For incorrect answers, we cannot simply switch from assert.deepEqual() to assert.notDeepEqual(), because the answer may also be incorrect due to the code throwing an exception. Therefore, we wrap the whole body of the test() in an assert.throws() – which means that we expect the wrapped code to throw an exception. That exception can come from either the code or the failure of assert.deepEqual().

test("Parameter default values #1", () => {
  assert.throws(() => {
    function foo(x=true, y) {
      return [x, y];
    }
    const result = foo();

    assert.deepEqual(result, ['a', 'b'])
  });
});

Unit-testing exercises  

Unit-testing the exercises is relatively simply because the file structure which is authored is the same as one where a reader has successfully completed all exercises.
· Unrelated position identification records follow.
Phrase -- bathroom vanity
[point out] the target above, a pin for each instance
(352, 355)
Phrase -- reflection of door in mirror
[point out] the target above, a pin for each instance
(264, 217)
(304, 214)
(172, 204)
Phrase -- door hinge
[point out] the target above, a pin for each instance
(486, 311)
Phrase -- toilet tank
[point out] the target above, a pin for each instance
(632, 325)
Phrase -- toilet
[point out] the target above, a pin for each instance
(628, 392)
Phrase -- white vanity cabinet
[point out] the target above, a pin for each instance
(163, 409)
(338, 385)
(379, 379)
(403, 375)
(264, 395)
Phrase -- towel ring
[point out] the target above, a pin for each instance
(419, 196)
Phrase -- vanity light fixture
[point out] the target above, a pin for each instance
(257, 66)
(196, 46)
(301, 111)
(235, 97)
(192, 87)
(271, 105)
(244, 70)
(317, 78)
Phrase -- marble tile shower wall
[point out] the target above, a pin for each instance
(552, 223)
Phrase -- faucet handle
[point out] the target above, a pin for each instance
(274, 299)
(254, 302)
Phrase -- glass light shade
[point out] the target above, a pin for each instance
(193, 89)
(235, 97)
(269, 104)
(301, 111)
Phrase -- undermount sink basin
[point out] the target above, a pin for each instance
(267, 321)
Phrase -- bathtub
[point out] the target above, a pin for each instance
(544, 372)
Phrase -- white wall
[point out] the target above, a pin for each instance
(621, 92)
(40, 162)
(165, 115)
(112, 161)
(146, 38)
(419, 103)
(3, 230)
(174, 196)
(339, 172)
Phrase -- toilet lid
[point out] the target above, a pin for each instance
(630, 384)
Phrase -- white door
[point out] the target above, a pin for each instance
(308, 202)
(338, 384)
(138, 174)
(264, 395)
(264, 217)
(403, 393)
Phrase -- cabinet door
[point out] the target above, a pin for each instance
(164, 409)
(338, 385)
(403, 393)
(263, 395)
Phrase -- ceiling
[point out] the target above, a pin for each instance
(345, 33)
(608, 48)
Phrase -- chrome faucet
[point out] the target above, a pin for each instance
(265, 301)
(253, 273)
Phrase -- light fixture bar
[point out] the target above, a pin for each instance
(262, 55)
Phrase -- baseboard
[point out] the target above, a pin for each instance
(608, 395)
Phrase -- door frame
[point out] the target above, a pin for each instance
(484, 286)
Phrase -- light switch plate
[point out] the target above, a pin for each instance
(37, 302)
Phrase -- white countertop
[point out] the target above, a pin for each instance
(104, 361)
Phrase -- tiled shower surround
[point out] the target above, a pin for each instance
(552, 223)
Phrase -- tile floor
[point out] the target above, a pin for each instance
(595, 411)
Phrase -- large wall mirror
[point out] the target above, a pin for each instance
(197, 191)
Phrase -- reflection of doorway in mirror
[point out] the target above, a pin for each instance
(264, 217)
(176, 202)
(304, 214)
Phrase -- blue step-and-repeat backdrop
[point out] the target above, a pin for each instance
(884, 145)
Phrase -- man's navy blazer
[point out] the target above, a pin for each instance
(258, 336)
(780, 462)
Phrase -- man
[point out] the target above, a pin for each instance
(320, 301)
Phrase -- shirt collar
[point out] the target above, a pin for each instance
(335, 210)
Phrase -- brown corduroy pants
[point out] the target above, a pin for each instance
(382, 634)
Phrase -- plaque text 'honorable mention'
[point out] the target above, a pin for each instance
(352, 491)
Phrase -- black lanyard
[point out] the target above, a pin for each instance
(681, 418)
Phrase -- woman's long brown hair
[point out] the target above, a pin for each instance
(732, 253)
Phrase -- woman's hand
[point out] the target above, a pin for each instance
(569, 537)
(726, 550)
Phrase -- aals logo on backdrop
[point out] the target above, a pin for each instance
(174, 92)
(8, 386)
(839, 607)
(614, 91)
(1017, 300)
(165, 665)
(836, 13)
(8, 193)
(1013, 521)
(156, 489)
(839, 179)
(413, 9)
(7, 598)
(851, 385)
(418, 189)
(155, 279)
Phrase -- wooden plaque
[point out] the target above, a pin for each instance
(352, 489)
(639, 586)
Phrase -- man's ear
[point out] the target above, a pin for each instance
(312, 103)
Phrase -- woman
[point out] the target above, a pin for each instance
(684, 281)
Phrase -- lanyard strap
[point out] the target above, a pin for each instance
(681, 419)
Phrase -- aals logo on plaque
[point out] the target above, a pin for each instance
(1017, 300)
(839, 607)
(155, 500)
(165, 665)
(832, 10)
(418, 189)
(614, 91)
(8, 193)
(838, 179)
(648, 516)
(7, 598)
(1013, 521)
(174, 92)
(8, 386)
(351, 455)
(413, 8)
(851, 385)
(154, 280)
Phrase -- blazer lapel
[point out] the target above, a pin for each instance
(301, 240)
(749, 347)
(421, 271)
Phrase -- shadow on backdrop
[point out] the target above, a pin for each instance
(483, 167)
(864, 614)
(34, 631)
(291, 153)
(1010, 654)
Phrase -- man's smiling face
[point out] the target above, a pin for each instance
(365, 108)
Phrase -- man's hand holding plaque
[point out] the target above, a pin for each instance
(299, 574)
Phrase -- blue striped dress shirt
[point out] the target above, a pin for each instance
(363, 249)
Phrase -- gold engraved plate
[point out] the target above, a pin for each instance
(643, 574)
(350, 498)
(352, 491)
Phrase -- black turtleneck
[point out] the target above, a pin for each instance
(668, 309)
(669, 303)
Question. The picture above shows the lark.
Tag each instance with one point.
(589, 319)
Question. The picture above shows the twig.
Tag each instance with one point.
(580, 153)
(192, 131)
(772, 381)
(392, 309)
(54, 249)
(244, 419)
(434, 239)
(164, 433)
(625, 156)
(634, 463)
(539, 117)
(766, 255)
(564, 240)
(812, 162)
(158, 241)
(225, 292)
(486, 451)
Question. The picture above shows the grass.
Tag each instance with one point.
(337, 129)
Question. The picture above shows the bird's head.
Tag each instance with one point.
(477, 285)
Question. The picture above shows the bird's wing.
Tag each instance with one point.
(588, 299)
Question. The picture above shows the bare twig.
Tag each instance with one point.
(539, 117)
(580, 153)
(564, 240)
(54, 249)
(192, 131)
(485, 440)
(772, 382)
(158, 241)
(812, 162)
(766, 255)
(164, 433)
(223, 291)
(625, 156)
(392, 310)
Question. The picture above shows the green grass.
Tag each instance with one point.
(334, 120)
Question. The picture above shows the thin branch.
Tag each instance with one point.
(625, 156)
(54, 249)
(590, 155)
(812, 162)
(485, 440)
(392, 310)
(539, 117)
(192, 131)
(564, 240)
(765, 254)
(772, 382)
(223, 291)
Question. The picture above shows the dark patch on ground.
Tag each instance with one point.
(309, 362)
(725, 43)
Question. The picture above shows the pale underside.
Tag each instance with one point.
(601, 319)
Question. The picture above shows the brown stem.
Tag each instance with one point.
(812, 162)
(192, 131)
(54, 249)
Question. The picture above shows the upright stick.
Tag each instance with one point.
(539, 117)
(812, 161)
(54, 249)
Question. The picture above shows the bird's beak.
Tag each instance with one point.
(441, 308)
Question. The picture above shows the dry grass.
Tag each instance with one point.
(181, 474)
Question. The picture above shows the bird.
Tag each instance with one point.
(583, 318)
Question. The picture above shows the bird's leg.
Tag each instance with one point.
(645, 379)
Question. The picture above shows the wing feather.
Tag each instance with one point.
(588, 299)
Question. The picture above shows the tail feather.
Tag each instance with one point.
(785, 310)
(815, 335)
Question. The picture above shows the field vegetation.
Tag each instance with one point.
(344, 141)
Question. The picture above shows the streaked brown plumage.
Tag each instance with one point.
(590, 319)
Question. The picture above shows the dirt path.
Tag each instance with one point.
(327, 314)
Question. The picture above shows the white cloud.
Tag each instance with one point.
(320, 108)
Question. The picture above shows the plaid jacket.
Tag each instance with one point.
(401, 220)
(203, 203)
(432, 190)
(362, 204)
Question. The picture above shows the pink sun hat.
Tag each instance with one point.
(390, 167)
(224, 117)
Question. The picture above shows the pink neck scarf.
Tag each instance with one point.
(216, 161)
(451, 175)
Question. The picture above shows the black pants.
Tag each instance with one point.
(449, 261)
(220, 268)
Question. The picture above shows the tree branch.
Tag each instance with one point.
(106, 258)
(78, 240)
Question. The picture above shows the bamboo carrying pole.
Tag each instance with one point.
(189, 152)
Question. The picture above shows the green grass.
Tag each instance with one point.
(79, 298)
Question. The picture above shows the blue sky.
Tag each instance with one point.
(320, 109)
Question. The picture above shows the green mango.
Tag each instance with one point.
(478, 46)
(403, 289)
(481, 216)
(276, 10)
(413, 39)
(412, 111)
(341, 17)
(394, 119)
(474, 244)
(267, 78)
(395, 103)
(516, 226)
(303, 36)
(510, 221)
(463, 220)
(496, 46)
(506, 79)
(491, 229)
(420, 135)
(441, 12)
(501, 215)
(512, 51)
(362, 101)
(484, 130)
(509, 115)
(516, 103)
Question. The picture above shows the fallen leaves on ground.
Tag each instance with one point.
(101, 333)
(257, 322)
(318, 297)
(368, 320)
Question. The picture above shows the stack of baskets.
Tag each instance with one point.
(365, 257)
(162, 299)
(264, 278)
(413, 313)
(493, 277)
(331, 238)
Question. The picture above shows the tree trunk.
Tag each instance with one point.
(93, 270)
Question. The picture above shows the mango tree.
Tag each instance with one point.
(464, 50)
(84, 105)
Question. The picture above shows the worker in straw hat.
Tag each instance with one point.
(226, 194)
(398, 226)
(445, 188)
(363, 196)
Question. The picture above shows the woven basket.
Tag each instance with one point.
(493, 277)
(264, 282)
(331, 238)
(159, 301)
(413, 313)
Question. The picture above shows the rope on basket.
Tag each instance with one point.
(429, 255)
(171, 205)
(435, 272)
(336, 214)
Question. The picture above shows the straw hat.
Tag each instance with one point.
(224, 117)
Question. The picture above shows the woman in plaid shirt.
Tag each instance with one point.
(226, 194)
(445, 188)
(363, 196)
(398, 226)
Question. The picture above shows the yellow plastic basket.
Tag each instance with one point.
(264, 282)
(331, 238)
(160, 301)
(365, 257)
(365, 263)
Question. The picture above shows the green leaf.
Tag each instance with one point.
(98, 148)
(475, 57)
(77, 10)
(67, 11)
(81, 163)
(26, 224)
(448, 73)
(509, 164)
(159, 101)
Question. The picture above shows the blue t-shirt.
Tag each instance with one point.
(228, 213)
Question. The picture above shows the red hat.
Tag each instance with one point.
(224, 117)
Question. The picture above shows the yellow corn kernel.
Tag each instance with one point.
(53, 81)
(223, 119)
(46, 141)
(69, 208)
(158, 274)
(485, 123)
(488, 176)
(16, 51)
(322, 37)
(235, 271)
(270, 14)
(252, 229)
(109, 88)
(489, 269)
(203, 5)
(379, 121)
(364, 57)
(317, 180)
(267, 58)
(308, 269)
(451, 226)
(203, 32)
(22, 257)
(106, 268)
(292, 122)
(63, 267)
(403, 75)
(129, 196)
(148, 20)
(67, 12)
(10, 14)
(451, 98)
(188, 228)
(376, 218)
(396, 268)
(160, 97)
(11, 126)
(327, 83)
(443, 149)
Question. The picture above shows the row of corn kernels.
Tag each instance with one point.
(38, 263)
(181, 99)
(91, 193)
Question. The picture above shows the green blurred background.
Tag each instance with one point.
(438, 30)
Therefore, we just need to run all tests (i.e., all “tests” and all “exercises”).

Is it worth it?  

Making sure that the code in the book and the quizzes is testable is more work. That raises the question: is it worth that work?

On the minus side, seeing assert.equal() etc. in the code takes some getting used to. Compare:

// Old style:
console.log(3 + 4); // 7

// New style:
assert.equal(3 + 4, 7);

On the plus side:

  • Everything is more explicit with assertions.
  • You can state things that would be difficult to state by other means. Especially assert.throws() is quite powerful in this regard.
  • Readers learn to read assertions, which is a useful skill for unit-testing.
  • The biggest benefit is that automatic testing detects many small and large issues in code. And that is very valuable.

Other checks  

My tools also perform a few other checks, such as:

  • Does a mentioned quiz file or exercise file really exist?
  • Is the npm t command mentioned at the beginning of an exercise correct?

Any feedback?  

I’m interested in feedback:

  • Is everything in the book easy to understand? Even for people who are not yet familiar with JavaScript?
  • What are teaching techniques and tools that you like?